The second approach should be simpler than the first to implement and document, I think.
After some search in the MLflow repository, I found the source of the "random directory name". It is generated in https://github.com/mlflow/mlflow/blob/master/mlflow/store/tracking/file_store.py#L616 with the unique run identifier and can't be customized by external code: it is used for tracking the artifacts of each specific run.
So, the MlflowFileUploader can't probably be customized for storing the artifacts in a specific dbfs folder or by replacing older one: we need a completely new implementation of AbstractFileUploader.
I 100% agree with @allebacco, we need a new implementation of the AbstractFileUploader that offers an alternative to the default MLFlow uploader, and that potentially exposes more control over where you are deploying to dbfs. For example, instead of a random hash or timestamp, i'd like to pass my own extension of the directory, i.e. dbfs://project-path/<my_own _tag>/wheel where <my_own_tag> could be something like the branch name or a release!
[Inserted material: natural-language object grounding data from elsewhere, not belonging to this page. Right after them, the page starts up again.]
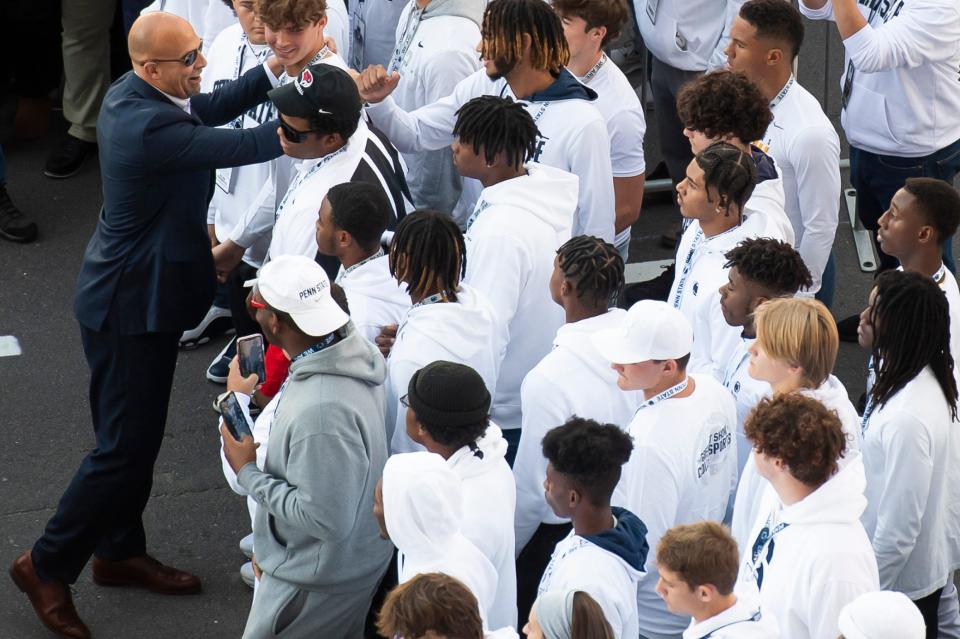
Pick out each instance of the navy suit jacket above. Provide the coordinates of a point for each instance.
(148, 266)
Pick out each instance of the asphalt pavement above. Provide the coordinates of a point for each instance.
(193, 520)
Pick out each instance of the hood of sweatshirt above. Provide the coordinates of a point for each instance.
(565, 87)
(353, 356)
(547, 193)
(469, 9)
(840, 500)
(422, 504)
(627, 540)
(463, 328)
(490, 449)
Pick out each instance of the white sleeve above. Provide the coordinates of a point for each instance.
(815, 156)
(590, 160)
(908, 471)
(925, 31)
(541, 411)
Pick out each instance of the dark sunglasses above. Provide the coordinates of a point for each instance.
(188, 60)
(293, 135)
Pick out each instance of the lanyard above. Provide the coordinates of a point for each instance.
(783, 92)
(667, 394)
(687, 266)
(595, 69)
(409, 33)
(351, 269)
(303, 177)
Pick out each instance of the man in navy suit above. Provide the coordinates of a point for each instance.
(146, 276)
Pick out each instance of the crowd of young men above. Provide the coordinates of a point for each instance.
(436, 263)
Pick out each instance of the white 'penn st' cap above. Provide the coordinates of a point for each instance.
(650, 330)
(299, 287)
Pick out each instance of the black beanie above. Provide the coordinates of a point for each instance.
(448, 394)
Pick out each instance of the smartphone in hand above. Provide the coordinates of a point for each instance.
(250, 353)
(233, 417)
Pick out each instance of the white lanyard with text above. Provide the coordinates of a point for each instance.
(667, 394)
(303, 177)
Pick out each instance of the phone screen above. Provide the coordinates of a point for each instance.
(250, 356)
(233, 417)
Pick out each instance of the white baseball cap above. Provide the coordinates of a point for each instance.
(650, 330)
(882, 615)
(299, 287)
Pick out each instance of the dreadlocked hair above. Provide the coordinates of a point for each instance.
(594, 266)
(506, 21)
(428, 254)
(730, 171)
(773, 264)
(903, 302)
(497, 125)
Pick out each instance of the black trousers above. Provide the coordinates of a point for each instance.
(101, 511)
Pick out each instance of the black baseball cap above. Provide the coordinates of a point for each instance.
(320, 89)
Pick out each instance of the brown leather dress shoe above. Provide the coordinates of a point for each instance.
(51, 600)
(144, 572)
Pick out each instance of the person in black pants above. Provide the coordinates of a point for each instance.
(147, 274)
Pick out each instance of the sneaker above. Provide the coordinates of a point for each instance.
(67, 160)
(220, 367)
(246, 546)
(246, 574)
(14, 224)
(216, 322)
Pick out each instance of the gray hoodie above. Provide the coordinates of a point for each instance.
(314, 525)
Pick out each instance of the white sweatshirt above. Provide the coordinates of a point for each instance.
(806, 148)
(748, 502)
(423, 511)
(440, 52)
(683, 469)
(905, 90)
(739, 621)
(374, 296)
(606, 566)
(822, 559)
(687, 34)
(518, 225)
(489, 496)
(908, 461)
(572, 379)
(575, 139)
(465, 332)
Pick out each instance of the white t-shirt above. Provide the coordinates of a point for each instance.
(905, 90)
(806, 148)
(682, 470)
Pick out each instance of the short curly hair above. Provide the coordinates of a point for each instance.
(431, 604)
(590, 454)
(773, 264)
(724, 103)
(802, 432)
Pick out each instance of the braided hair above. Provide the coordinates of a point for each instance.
(730, 171)
(773, 264)
(428, 253)
(906, 301)
(497, 125)
(594, 266)
(505, 22)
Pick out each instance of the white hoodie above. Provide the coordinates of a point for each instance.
(573, 379)
(909, 464)
(374, 296)
(423, 512)
(905, 90)
(489, 496)
(518, 225)
(464, 332)
(747, 505)
(822, 559)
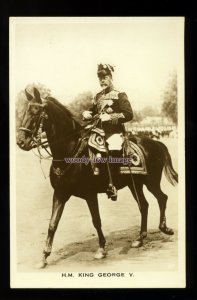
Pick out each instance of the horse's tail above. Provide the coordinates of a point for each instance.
(169, 171)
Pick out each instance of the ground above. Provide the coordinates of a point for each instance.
(75, 241)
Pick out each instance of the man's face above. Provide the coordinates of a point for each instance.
(105, 81)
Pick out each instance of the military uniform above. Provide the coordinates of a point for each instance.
(113, 109)
(117, 105)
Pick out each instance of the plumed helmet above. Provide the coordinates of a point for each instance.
(104, 69)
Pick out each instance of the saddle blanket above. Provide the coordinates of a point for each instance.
(134, 162)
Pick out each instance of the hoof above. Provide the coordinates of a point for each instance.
(137, 243)
(41, 265)
(101, 253)
(166, 230)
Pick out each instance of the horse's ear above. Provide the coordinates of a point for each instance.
(28, 95)
(37, 95)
I am not sure if I understood the whole issue here but I feel this is more mlflow related than dbx. For mlflow, each "run" generates a separated folder (with the random name as you know) and it is mlflow server the one which tracks the versioning of this runs under "experiments". Each experiments, for dbx, is associated to a project. That's why, each time you deploy you get a new run with a new associated wheel.
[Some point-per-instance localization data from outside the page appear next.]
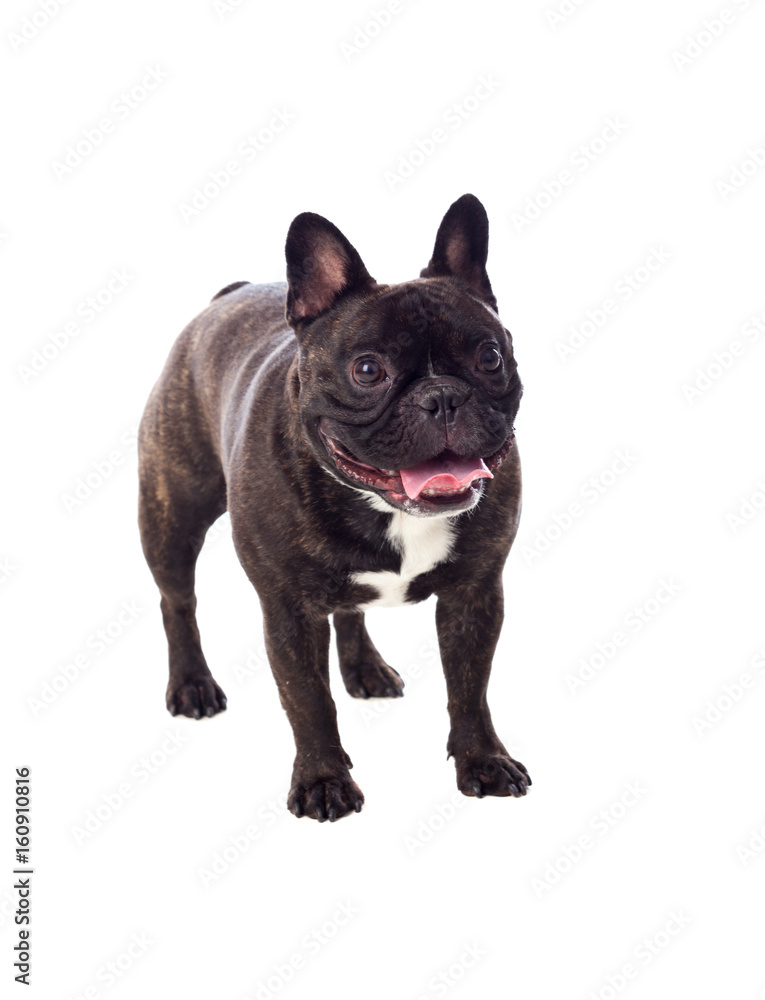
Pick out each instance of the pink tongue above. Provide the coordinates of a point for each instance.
(445, 474)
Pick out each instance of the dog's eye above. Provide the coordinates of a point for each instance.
(489, 359)
(367, 371)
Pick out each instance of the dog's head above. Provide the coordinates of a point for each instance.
(409, 391)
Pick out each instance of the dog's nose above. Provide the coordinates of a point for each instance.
(443, 401)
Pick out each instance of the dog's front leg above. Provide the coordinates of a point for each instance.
(469, 620)
(298, 650)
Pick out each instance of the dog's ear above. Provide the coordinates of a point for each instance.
(462, 246)
(322, 266)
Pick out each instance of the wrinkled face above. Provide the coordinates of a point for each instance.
(407, 392)
(410, 394)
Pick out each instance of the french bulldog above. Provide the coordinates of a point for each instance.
(361, 437)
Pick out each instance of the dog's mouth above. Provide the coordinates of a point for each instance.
(447, 480)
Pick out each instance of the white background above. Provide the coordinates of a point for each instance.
(423, 878)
I see your point of having just one "run" or environment when you do a deploy. However, during the development process you could face the issue of being in a version of your package more advanced than your last vX.X.X tag and make a deploy. mlflow and dbx will allow you generate this particular (unversioned) debug wheel and test it on the platform. If you overwrite a run (thing that you could using the mlflow Run class) you would loose the versioning @renardeinside is talking about.
I made a custom "dbx" (quite simpler) package for deployment and faced this issue too. We wanted to have package version matching deploys (or runs for mlflow point of view). The only way I found using mlflow was stopping the generation of new runs and check before track/log any artifact/metric into the experiment the list of Runs. By getting the runs' names and match my expected named. Then I continue registering metrics and artifacts to the same run without finishing. However, this is workaround that explodes the mlflow architecture flexibility.
One thing that could be useful, on the other hand, is allowing dbx to name the runs properly so you can get the runs by name using mlflow API. This would help you deploy on the same named environment.